Meer dan een monument
Promotie: | M.H. (Marieke) Dwarswaard, MA |
Wanneer: | 26 juni 2025 |
Aanvang: | 16:15 |
Promotor: | prof. dr. C.W. (Mineke) Bosch |
Copromotor: | dr. L.K. (Leonieke) Vermeer |
Waar: | Academiegebouw RUG |
Faculteit: | Letteren |

Groningse ondernemersfamilie Scholten creëerde bewust een eigen identiteit
Boegbeelden van de Groningse industrialisering en vooruitgang waren ze: de familie Scholten. Vader Willem Albert was de eerste landbouwindustrieel en multinational van Nederland. Hij stichtte diverse aardappelmeel- en strokartonfabrieken in binnen- en buitenland. Zoon Jan Evert was een waardig opvolger, die onder meer zorgde voor de toeristische ontwikkeling van het Paterswoldsemeer en het Stadspark liet aanleggen. Beiden hebben vele sporen nagelaten in Stad en Ommeland. Marieke Dwarswaard concludeert op basis van haar promotieonderzoek dat deze Groningse ondernemersfamilie zijn identiteit vormgaf als leden van de nieuwe elite.
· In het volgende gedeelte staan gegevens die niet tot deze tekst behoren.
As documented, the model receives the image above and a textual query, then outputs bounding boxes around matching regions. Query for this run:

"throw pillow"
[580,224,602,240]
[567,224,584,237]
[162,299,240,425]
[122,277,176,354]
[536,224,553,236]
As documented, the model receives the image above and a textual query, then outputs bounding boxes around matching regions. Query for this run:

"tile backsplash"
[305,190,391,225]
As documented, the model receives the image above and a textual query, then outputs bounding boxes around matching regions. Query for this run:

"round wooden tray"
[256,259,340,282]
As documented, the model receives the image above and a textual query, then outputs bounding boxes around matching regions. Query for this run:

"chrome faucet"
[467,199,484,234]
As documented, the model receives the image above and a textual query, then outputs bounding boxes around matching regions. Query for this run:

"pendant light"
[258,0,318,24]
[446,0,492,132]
Daarbij creëerden de Scholtens een familieverhaal waarin filantropie een grote rol speelde, evenals het idee dat ze uit een lagere klasse afkomstig waren.
Dwarswaard schreef voor haar promotie een biografie van de Groningse familie Scholten. Het proefschrift omvat de periode 1820-1960 en drie generaties Scholtens. Dwarswaard heeft met haar proefschrift de geschiedschrijving over de Scholtens uitgebreid door een culturele in plaats van een economische benadering te hanteren, en door de familie als geheel te beschouwen. Daarnaast vult haar proefschrift het bekende verhaal over Willem Albert en Jan Evert - de Grote Mannen - aan met informatie over hun partners en kinderen.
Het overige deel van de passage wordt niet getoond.